28
Jan/18

MARTIAL/ART: A TOUCH OF SIN

28
Jan/18
A TOUCH OF SIN

Zhao San (Wang Baoqiang) is one of four protagonists who break out into sudden acts of shocking violence in Jia Zhangke’s A Touch of Sin

A TOUCH OF SIN (TIAN ZHU DING) (Jia Zhangke, 2013)
Metrograph
7 Ludlow St. between Canal & Hester Sts.
Tuesday, January 30, 12 noon, and Wednesday, January 31, 3:00
Series runs through February 10
212-660-0312
metrograph.com
www.kinolorber.com

During his sixteen-year career, Sixth Generation Chinese filmmaker Jia Zhangke has made both narrative works (The World, Platform, Still Life) and documentaries (Useless, I Wish I Knew), with his fiction films containing elements of nonfiction and vice versa.
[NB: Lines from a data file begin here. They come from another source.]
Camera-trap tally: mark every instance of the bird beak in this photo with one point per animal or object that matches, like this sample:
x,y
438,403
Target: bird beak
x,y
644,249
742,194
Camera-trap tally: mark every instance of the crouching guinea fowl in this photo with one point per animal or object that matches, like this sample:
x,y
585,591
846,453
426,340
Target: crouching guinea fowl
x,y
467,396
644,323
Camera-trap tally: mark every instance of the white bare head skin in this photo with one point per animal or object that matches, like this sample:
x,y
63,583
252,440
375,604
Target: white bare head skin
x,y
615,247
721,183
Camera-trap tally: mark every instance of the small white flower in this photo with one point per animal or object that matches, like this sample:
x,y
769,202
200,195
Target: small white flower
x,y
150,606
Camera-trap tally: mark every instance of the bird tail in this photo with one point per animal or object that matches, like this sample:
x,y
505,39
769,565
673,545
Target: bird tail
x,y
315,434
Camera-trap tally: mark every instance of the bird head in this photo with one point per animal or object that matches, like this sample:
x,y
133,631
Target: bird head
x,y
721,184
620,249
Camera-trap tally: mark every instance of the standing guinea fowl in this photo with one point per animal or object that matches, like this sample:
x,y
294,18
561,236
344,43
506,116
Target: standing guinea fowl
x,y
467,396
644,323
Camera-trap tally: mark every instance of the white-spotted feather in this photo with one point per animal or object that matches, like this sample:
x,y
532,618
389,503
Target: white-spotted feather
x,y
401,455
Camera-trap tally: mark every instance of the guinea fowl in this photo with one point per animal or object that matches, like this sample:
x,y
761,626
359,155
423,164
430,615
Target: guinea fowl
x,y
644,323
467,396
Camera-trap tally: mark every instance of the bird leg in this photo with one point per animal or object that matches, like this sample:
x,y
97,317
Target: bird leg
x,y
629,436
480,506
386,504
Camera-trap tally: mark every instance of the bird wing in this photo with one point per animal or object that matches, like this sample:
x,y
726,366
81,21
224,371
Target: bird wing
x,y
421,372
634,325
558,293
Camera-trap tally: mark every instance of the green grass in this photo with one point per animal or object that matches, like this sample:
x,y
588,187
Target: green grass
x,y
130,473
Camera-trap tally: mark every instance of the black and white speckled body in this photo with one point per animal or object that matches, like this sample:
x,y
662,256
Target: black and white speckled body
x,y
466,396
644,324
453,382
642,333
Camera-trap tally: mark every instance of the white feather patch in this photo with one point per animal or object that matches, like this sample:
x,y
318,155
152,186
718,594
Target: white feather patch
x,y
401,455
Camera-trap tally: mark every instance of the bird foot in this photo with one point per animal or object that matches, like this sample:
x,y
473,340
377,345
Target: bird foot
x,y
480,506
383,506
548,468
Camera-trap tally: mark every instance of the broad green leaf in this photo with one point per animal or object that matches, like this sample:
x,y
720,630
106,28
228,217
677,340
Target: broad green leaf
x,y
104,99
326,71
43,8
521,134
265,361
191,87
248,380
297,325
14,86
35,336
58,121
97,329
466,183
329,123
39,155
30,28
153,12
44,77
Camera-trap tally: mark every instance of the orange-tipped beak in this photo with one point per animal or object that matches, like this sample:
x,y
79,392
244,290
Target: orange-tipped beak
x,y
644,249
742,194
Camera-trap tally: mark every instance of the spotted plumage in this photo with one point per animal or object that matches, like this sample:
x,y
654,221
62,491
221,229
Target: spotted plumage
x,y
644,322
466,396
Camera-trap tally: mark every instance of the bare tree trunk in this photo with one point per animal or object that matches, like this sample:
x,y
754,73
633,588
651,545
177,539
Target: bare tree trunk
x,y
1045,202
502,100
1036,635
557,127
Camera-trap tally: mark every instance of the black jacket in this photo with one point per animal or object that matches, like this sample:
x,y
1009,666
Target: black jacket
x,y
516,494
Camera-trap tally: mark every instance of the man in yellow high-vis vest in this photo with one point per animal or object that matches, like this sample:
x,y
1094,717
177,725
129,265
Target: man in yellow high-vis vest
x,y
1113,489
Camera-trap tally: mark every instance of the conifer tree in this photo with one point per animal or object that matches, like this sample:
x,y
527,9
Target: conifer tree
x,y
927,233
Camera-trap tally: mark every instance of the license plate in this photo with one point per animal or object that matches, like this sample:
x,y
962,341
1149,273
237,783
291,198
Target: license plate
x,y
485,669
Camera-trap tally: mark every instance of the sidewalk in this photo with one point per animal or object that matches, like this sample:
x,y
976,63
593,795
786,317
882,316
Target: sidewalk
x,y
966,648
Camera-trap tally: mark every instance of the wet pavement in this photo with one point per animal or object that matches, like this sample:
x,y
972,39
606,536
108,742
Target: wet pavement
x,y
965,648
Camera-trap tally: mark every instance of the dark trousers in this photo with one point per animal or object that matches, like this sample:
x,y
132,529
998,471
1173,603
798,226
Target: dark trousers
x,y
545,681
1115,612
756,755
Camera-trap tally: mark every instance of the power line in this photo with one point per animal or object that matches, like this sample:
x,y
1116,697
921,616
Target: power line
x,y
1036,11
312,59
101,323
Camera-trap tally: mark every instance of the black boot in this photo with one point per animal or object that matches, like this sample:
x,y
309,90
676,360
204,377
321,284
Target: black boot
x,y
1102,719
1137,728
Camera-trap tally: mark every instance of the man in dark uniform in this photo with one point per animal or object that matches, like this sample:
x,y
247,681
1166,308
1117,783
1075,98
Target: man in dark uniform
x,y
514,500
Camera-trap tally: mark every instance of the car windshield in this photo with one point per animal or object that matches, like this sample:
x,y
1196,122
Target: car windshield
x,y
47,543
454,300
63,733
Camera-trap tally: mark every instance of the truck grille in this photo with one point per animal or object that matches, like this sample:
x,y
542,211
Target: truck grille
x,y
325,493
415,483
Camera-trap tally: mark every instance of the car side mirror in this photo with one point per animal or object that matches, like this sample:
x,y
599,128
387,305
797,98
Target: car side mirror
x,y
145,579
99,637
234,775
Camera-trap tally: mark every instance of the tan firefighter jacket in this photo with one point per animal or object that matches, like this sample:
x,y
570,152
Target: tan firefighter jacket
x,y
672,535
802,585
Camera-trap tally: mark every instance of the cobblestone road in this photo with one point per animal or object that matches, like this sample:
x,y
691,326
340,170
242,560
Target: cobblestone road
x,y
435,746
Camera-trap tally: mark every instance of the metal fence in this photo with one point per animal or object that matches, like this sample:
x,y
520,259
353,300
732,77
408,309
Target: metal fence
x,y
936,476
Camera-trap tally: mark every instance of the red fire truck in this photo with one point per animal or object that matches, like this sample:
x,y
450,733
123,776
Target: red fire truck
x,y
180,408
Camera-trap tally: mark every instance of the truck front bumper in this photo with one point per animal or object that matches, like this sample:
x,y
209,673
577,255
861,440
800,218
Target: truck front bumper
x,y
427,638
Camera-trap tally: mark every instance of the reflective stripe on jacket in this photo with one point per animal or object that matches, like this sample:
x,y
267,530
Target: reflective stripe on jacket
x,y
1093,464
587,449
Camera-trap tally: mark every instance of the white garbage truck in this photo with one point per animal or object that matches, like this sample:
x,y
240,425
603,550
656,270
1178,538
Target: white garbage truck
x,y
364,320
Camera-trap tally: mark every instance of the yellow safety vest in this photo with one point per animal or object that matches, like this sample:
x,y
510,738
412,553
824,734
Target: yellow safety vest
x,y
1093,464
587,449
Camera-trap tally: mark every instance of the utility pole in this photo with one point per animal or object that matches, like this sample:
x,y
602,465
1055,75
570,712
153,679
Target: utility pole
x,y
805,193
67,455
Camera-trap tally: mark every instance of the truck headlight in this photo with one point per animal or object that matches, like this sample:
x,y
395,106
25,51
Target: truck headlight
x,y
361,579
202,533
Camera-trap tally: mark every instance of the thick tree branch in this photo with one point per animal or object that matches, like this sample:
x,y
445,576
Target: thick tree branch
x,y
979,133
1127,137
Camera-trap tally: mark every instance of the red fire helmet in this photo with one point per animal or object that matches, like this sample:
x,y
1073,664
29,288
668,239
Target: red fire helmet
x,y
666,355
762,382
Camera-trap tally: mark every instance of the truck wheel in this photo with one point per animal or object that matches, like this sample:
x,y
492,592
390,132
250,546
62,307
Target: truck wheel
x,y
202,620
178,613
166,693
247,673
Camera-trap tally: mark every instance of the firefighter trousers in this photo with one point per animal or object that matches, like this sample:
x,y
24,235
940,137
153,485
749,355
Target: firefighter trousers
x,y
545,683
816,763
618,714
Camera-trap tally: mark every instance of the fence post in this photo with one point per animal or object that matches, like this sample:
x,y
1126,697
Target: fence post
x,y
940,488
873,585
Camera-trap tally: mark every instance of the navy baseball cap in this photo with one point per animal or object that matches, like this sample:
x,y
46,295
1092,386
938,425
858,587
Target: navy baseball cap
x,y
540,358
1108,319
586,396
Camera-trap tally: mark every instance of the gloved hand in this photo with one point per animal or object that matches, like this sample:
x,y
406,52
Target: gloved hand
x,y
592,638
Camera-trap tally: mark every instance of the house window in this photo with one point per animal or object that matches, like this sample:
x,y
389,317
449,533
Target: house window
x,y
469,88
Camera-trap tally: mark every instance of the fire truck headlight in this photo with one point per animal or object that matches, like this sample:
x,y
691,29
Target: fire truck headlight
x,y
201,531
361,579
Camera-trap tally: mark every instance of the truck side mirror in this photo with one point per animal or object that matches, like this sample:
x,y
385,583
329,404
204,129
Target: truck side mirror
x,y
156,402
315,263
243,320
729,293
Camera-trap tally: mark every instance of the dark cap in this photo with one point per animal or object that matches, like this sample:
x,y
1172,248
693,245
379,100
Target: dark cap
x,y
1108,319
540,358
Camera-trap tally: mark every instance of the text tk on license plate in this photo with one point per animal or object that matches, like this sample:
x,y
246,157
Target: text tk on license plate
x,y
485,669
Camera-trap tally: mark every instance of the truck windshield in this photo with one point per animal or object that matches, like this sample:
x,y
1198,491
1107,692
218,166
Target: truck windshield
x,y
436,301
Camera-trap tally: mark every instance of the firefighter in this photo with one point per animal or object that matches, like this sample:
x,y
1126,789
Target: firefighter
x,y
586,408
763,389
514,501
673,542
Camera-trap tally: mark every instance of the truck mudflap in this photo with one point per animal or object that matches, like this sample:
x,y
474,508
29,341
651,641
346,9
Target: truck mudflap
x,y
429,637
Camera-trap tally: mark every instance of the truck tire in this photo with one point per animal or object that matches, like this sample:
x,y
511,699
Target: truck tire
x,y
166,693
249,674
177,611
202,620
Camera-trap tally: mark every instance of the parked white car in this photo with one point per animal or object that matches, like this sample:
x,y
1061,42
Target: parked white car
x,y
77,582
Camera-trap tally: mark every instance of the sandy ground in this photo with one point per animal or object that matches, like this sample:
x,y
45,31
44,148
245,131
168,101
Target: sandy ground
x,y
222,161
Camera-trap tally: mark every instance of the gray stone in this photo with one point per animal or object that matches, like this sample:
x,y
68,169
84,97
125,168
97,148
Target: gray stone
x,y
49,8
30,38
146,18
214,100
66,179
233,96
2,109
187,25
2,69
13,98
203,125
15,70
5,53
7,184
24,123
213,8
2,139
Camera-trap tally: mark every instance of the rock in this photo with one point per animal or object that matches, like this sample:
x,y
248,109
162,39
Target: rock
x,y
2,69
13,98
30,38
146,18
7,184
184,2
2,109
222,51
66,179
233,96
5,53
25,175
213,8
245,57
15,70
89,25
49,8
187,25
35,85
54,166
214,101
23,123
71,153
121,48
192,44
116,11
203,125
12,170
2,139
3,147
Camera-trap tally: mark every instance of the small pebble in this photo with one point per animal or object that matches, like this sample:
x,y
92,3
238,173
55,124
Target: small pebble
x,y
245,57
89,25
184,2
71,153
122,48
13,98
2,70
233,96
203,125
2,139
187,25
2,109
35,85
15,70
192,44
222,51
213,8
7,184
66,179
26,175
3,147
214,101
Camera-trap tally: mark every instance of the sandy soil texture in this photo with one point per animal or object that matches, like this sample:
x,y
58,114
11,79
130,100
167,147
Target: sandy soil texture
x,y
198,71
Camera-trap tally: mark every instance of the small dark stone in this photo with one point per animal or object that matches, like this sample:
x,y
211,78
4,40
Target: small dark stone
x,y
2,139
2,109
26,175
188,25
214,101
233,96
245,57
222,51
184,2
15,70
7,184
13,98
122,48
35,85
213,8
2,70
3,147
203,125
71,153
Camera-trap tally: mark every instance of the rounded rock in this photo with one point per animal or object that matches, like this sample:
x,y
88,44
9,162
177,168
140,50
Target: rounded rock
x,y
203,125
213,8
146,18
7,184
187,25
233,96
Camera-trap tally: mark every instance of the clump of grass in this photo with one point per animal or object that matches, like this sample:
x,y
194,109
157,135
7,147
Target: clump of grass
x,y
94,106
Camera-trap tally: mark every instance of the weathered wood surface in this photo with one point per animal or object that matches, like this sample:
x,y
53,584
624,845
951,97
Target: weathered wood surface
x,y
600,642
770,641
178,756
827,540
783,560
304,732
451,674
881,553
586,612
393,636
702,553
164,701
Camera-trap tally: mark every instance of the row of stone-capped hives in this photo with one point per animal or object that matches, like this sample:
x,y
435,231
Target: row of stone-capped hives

Such is the case with his 2013 film, the powerful A Touch of Sin, which explores four based-on-fact outbreaks of shocking violence in four different regions of China. In Shanxi, outspoken miner Dahai (Jiang Wu) won’t stay quiet about the rampant corruption of the village elders. In Chongqing, married migrant worker and father Zhao San (Wang Baoqiang) obtains a handgun and is not afraid to use it. In Hubei, brothel receptionist Ziao Yu (Zhao Tao, Jia’s longtime muse and wife) can no longer take the abuse and assumptions of the male clientele. And in Dongguan, young Xiao Hui (Luo Lanshan) tries to make a life for himself but is soon overwhelmed by his lack of success. Inspired by King Hu’s 1971 wuxia film A Touch of Zen, Jia also owes a debt to Max Ophüls’s 1950 bittersweet romance La Ronde, in which a character from one segment continues into the next, linking the stories. In A Touch of Sin, there is also a character connection in each successive tale, though not as overt, as Jia makes a wry, understated comment on the changing ways that people connect in modern society. In depicting these four acts of violence, Jia also exposes the widening economic gap between the rich and the poor and the social injustice that is prevalent all over contemporary China — as well as the rest of the world — leading to dissatisfied individuals fighting for their dignity in extreme ways. A gripping, frightening film that earned Jia the Best Screenplay Award at Cannes, A Touch of Zen is screening January 30 and 31 in the Metrograph series “Martial/Art,” which continues through February 10 with such other high-end martial-arts fare as Ang Lee’s Crouching Tiger, Hidden Dragon, Zhang Yimou’s Hero, and, appropriately enough, King Hu’s A Touch of Zen.